Amazon's results defied expectations that it would invest nearly all of its earnings into new areas as it has in the past. The world's largest online retailer said net income rose to $256 million, or 52 cents per share in the quarter ended Sept. 30. Analysts on average were expecting 3 cents per share, according to Thomson Reuters I/B/E/S.
Prime Day, a summer marketing event Amazon has created to replicate the shopping frenzy that is more typical of the winter holiday season, helped boost sales.
The event fared better this year internationally than last year, Amazon's Chief Financial Officer Brian Olsavsky said on a call with reporters.
Revenue jumped 34 percent to $43.7 billion in the third quarter, including $1.3 billion in sales from the upscale grocer. Analysts had expected $42.1 billion.
This was "another strong performance, with top-line growth accelerating in the core retail segment," Baird Equity Research analyst Colin Sebastian said.
In a first, Amazon broke out sales for its online retail business and for its physical bookstores and Whole Foods locations. Revenue from its online stores jumped 22 percent to $26.4 billion, the fastest growth Amazon has seen in the segment in more than a year.
Key to its success has been signing more people up for Amazon Prime, its fast-shipping and video-streaming club, whose members tend to buy more from the company. Revenue from subscription fees such as Prime showed unusually strong growth of 59 percent, to $2.4 billion.
And Amazon Web Services (AWS), the company's most profitable unit, which handles data and computing for large enterprises, posted a 41.9 percent rise in sales to $4.58 billion, beating the average estimate of $4.52 billion, according to analytics firm FactSet.
"They are firing on all cylinders. The machine is churning," Benchmark Co analyst Daniel Kurnos said.
Amazon expects an operating profit in the current quarter between $300 million and $1.65 billion. Analysts are expecting $930.78 million for this critical holiday sales period, according to Thomson Reuters I/B/E/S.
STILL BETTING ON HOLLYWOOD
Amazon shares have a high valuation, with a price-to-earnings ratio more than eight times that of cloud-computing rival Microsoft Corp (MSFT.O), for instance.
Unlike peers, Amazon runs on razor-thin profit margins because it sinks most of its profit back into its business.
In a call with media, CFO Olsavsky listed a dizzying number of investments: warehouses around the world to ship goods faster to shoppers, data centers to handle the computing needs of large enterprises, and a 77 percent uptick in employees last quarter, including Whole Foods workers.
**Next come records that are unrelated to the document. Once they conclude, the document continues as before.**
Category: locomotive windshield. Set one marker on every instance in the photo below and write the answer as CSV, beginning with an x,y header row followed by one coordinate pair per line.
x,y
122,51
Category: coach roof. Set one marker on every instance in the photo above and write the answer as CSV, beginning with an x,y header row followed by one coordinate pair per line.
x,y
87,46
The company plans to spend more on video content next year as well, Olsavsky said. Analysts estimate Amazon will have spent $4.5 billion this year.
The commitment to content comes after Amazon Studios chief Roy Price resigned last week, and other top studio hands left the company.
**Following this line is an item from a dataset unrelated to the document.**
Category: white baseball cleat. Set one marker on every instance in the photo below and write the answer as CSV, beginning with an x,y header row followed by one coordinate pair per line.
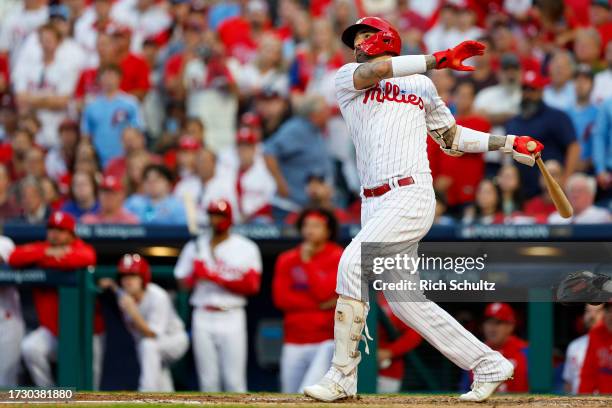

It is unclear what impact the shakeup may have on Amazon's ability to secure video that competes with Netflix Inc (NFLX.O) for viewers' attention.
Amazon Studios came up short at the Primetime Emmy Awards last month, and some have criticized it for not appealing to a broad audience.
The company's shares, which closed down 0.05 percent on Thursday, rose about 7.5 percent to $1,046.00 in after-hours trading following the earnings statement. They had gained about 30 percent this year.